De la ausencia total de libertad de expresión y extensión de los comunistas infiltrados desde las checas, también fue consciente Ángel Pestaña que relató el viaje del viejo anarquista Pedro Kropotkin a Moscú para ver a Lenin, que no lo recibió. Iba a pedirle que no se ejecutara a diez cooperativistas. Uno de ellos había comentado en su taller que “sería precisa una conspiración de todos los descontentos con el régimen bolchevique para destruirlo. Estas palabras llegaron a oídos del tchequista y las trasmitió a la Comisión extraordinaria, la que ordenó el arresto y procesamiento de los diez individuos. Conocedor Pedro de cómo habían pasado las cosas, al saber que iban a ser juzgados y de que el acusador soviético pedía pena de muerte, quiso hablar con Lenin para decirle que “el fusilamiento de aquellos diez hombres sería la vergüenza mayor, la mancha más negra que el bolchevismo se echaría encima”. Y consiguió su intento. Los libró de la muerte; aunque no de los diez años de presidio a que cada uno de ellos fueron condenados.”

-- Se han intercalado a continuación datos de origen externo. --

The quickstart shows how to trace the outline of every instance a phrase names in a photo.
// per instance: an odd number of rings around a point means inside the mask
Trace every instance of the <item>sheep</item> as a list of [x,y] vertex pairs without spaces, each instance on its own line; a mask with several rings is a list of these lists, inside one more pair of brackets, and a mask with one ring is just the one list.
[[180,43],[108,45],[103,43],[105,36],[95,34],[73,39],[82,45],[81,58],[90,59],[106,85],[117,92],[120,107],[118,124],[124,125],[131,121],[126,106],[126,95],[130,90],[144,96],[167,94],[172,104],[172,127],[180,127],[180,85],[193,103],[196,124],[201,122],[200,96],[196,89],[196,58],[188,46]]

Significativo fue, contó Pestaña, el juicio emitido por el viejo Kropotkin, tan admirado por los anarquistas españoles, sobre el comunismo: “Para él, Lenin y sus teorías, como el comunismo de Carlos Marx y de todos los marxistas, no era otra cosa que las teorías de Babeuf[1] barnizadas con algunos modismos de actualidad. Un día nos preguntó si de regreso a España escribiríamos algo sobre Rusia.—Si escribís un libro hablando de Rusia, tituladlo “Comment on fait pas une revolution” (“Cómo no se hace una revolución”). Porque toda la crítica que se haga de los bolcheviques y de su modo de interpretar la revolución debe tender justamente a demostrar cómo no es posible hacer una revolución adoptando sus sistemas y premisas.”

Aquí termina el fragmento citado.